Caixa Bank und Bankia erwägen eine Fusion

Caixa Bank und Bankia erwägen eine Fusion

Zwei der großen Banken ziehen eine Fusion in Betracht.

Die Verwaltungsvorstände der Bank Caixa und Bankia überprüfen zurzeit eine Rentabilität einer Fusion. Das Ziel einer solchen Allianz sei das Abfangen und Ausgleichen der Verluste und Folgen der aktuellen Corona-Situation. In der folgenden Woche sollen unter der Kontrolle der CNMV (Comisión Nacional del Mercado de Valores) Entscheidungen gefällt werden.

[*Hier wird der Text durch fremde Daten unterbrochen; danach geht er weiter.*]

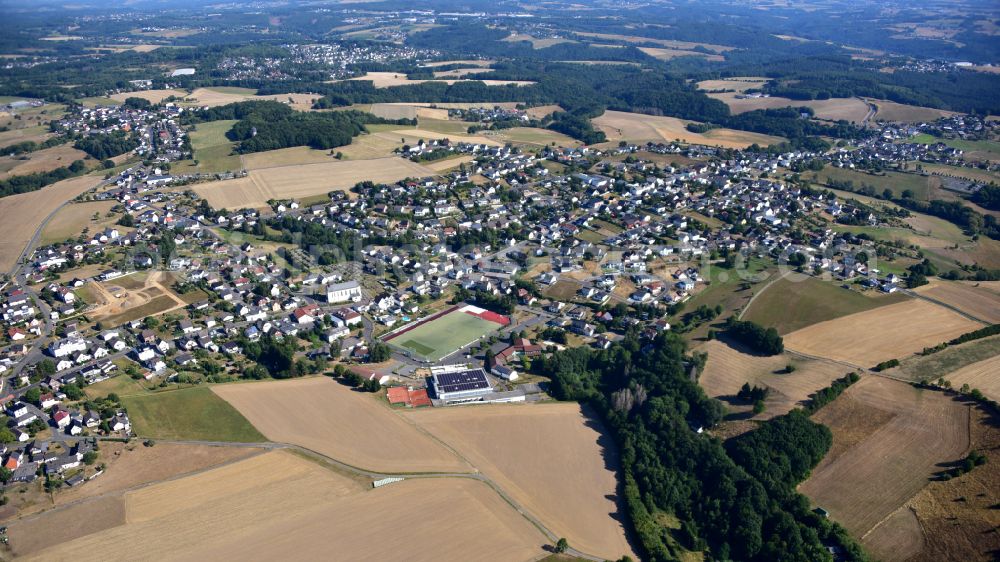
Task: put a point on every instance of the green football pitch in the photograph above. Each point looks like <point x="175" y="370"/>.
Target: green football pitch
<point x="445" y="335"/>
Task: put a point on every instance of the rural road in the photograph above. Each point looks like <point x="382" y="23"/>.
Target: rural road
<point x="271" y="445"/>
<point x="917" y="295"/>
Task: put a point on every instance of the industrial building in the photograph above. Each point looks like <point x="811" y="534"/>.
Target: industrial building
<point x="458" y="383"/>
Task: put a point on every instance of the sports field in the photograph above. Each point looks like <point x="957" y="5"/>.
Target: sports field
<point x="439" y="337"/>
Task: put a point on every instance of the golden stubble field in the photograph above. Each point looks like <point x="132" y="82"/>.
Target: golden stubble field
<point x="867" y="338"/>
<point x="554" y="459"/>
<point x="152" y="96"/>
<point x="388" y="79"/>
<point x="848" y="109"/>
<point x="636" y="127"/>
<point x="275" y="503"/>
<point x="728" y="368"/>
<point x="24" y="213"/>
<point x="305" y="180"/>
<point x="984" y="375"/>
<point x="976" y="299"/>
<point x="44" y="160"/>
<point x="73" y="218"/>
<point x="892" y="111"/>
<point x="331" y="419"/>
<point x="888" y="440"/>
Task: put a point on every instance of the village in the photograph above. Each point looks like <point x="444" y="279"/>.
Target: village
<point x="566" y="245"/>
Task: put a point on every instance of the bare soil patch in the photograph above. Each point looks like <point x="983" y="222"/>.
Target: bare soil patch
<point x="327" y="417"/>
<point x="524" y="449"/>
<point x="888" y="332"/>
<point x="879" y="469"/>
<point x="121" y="301"/>
<point x="898" y="538"/>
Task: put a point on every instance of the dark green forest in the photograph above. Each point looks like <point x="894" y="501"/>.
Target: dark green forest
<point x="736" y="501"/>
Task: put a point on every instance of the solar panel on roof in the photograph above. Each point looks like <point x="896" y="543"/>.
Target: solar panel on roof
<point x="473" y="379"/>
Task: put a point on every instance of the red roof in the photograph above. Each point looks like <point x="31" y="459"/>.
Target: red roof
<point x="398" y="395"/>
<point x="419" y="398"/>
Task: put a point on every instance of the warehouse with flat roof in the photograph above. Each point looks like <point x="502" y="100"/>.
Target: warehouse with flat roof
<point x="460" y="385"/>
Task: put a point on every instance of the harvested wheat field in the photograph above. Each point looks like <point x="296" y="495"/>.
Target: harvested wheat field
<point x="892" y="111"/>
<point x="736" y="83"/>
<point x="300" y="102"/>
<point x="667" y="54"/>
<point x="213" y="97"/>
<point x="152" y="96"/>
<point x="958" y="518"/>
<point x="971" y="298"/>
<point x="388" y="79"/>
<point x="265" y="506"/>
<point x="898" y="538"/>
<point x="848" y="109"/>
<point x="888" y="439"/>
<point x="867" y="338"/>
<point x="33" y="534"/>
<point x="44" y="160"/>
<point x="525" y="450"/>
<point x="24" y="213"/>
<point x="447" y="164"/>
<point x="636" y="127"/>
<point x="480" y="63"/>
<point x="461" y="72"/>
<point x="984" y="375"/>
<point x="729" y="367"/>
<point x="133" y="465"/>
<point x="305" y="180"/>
<point x="294" y="156"/>
<point x="327" y="417"/>
<point x="73" y="218"/>
<point x="411" y="136"/>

Durch eine Fusion dieser zwei Banken, die auf dem spanischen Finanzsektor die dritt- und viertgrößten Geldinstitute sind, würde eine riesige Finanzgruppe entstehen. Die Fusion würde ein Gesamtvermögen von 650 Milliarden Euro erreichen, mit 6.600 Filialen und 51.000 Mitarbeitern. In Anbetracht der Pläne die vorliegen sollen, hätte die La Caixa Foundation mit 30 Prozent einen entscheiden Einfluss. Das Vorhaben muss aber vor einer Ausführung noch vom Ministerium für Wirtschaft abgesegnet werden. Dazu wird auch eine Analyse zur Gewährleistung der Rentabilität notwendig, die von der spanischen Nationalbank durchgeführt wird. Die Nationalbank wird jedoch keine Empfehlungen oder Entscheidung treffen, sondern lediglich als beratende Funktion dazugezogen. Die Entscheidung liegt alleine bei den Verwaltungsvorständen der Banken.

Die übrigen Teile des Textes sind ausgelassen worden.